Je fais du vélo à Puteaux

Le film à éviter cette semaine s'intitule...

« Une piste cyclable qui ne mène à rien »

Sorti en avril 2006, il n'est malheureusement plus visible dans les salles.

C'est donc sur Dailymotion que vous trouverez cette œuvre forte, dont la liberté de ton et la virulente dénonciation n'ont rien à envier aux pamphlets majeurs de Michael Moore :

http://www.dailymotion.com/video/x2b3q_une-piste-cyclable-qui-ne-mene-a-ri_fun

Attention ! Le visionnage de ce court-métrage est rude et je me dois d'avertir les spectateurs sensibles des images qu'ils vont découvrir.

L'œuvre en elle-même, d'une simplicité narrative déconcertante, se déroule à Puteaux (Hauts de Seine, France), autour de trois moments forts :

1. un long plan fixe préliminaire, qui campe avec brio le décor urbain où se déroule l'action :

  • à droite de l'image une barre d'immeubles,
  • au centre une chaussée pour la circulation automobile,
  • à gauche une piste cyclable visiblement placée sur un trottoir herbacé.

Cet ordre de lecture inversé, innovateur en diable, sème déjà une gêne diffuse chez le spectateur, qui n'est qu'au début de ses peines.

2. un déplacement aller sur la piste cyclable elle-même puis son pendant : le déplacement retour,

3. un dernier plan fixe sur la scène d'ouverture, en guise de conclusion.

Le tout est filmé d'un seul tenant, en caméra subjective, sans aucun artifice de montage.

 

 

Le propos du film ?

Dénoncer l'absurdité technocrato-écologiste ( à Puteaux ! ) qui a abouti à la création d'une piste cyclable au milieu de nulle part et, selon l'auteur du film, d'une inutilité flagrante. La thèse qui sous-tend le film est donc l'antienne connue de tous : « L'argent du contribuable est bien mal employé et ce petit film se fait fort de le démontrer ! ». Ah mais !

( Le plan fixe d'ouverture est à ce titre éloquent : durant trente interminables secondes, filmé à main levée, le réalisateur, tout comme le spectateur, guette le passage d'un véhicule, n'importe lequel, même avec moteur. Mais en vain.
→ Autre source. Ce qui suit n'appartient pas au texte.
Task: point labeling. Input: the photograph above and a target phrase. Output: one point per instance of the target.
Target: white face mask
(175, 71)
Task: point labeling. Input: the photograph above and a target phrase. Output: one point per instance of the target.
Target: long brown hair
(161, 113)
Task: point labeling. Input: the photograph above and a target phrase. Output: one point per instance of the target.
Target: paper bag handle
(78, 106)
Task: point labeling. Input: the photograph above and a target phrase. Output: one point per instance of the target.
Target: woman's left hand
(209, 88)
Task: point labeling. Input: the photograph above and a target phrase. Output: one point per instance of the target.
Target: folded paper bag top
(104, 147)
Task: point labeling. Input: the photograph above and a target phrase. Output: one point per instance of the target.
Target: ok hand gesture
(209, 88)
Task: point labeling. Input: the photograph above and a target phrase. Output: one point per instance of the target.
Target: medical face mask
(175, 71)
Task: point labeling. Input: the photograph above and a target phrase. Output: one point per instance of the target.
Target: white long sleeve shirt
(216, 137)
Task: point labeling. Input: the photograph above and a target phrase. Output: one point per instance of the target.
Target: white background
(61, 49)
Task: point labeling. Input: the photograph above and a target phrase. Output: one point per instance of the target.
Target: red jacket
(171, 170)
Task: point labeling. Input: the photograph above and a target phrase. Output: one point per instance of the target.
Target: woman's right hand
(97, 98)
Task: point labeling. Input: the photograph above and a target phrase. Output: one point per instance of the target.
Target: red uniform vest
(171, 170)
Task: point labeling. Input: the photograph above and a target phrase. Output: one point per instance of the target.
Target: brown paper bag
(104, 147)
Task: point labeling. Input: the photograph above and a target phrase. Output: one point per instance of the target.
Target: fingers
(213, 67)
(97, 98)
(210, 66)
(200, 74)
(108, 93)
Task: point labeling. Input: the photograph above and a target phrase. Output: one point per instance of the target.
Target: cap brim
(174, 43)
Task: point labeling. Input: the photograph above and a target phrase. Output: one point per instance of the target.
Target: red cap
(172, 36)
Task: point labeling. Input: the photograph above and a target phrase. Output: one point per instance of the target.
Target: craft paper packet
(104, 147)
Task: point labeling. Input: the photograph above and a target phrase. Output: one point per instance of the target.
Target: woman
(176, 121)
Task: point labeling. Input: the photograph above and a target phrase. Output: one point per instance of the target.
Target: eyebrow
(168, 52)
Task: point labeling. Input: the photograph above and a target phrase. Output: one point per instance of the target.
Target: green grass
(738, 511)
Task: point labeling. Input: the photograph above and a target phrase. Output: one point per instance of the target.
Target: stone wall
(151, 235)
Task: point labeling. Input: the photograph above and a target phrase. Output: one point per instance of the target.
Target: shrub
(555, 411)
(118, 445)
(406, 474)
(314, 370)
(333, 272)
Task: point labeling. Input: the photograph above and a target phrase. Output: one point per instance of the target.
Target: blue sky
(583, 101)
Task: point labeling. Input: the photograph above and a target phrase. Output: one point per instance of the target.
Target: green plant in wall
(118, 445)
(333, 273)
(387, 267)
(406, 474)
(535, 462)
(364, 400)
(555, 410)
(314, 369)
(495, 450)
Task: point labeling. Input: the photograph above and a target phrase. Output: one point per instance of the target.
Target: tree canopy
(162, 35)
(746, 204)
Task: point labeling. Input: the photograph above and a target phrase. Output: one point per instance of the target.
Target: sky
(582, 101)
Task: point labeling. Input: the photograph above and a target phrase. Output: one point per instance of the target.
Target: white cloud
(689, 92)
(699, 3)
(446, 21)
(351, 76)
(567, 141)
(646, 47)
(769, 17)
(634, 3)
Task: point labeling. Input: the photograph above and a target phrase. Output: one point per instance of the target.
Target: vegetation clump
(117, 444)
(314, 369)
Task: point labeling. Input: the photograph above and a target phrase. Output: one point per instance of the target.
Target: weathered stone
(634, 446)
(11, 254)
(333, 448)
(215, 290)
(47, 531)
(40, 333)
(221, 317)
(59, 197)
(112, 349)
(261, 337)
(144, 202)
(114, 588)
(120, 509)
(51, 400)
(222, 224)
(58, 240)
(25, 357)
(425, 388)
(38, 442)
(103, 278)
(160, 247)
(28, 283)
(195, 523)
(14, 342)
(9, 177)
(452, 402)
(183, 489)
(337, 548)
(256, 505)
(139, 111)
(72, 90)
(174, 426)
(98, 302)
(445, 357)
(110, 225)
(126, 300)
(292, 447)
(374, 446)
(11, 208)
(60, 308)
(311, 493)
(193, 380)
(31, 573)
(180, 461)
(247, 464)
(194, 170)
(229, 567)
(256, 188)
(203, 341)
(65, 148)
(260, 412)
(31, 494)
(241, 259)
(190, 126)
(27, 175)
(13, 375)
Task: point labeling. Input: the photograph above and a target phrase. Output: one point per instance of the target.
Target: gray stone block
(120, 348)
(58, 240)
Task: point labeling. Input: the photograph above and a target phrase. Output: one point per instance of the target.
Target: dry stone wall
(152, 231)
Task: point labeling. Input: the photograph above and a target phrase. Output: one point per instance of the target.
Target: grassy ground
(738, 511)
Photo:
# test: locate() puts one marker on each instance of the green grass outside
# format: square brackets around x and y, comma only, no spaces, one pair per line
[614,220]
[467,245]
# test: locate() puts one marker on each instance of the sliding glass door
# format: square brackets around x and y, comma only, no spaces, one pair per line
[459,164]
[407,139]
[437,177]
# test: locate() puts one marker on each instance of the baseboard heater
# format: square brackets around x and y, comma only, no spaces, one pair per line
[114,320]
Hormis quelques piétons placides et la présence sonore de quelques oiseaux, rien ne viendra déranger la tranquillité des lieux)

S'enchaînent ensuite les séquences trajet aller et trajet retour, réalisées à pied, sur la piste cyclable elle-même.

Tournées en une seule prise, afin de démontrer la longueur ridicule de la piste : « A peine le temps de dire ouf et nous sommes arrivés au bout ! » commente, non sans malice, le réalisateur.

Moments d'autant plus parlants que d'autres commentaires viennent utilement préciser le contexte : « Ah ! Il y a deux piétons ! » « Alors il y a des arbres. Dans quelques années ils feront de l'ombre. »...

Cependant l'ironie mordante, et parfois retenue, dont fait preuve le dialoguiste laisse à penser qu'entre la gouaille dévastatrice d'un Jean-Pierre Mocky et la candide fraîcheur d'un Eric Rohmer - dont les influences sont ici évidentes - aucun choix n'a été véritablement assumé.

C'est le seul reproche que je ferai au film, par ailleurs digne de ce qu'on attend d'un Zorro de pacotille.

Enfin retour au point de départ, la boucle est bouclée,

( Hi ! Hi ! « La boucle est bouclée », il s'agit d'un piste cyclable, n'y a-t-il pas là une certaine habileté à suggérer la grande sœur, la Grande boucle ? )

La démonstration est faite : cette piste cyclable, plantée au milieu de nulle part, est absurde. Le média « citoyen » vient de nous en administrer la preuve, vive Internet, vive la République ! Vive la France !

 

Reste une question : si le bout de bitume filmé pendant 5 minutes et 13 secondes avait été baptisé trottoir, aurions-nous eu droit à tout ce ramdam indigné ?

L'opus II de cette œuvre, toujours en préparation mais attendu avec impatience, nous apportera sûrement la réponse.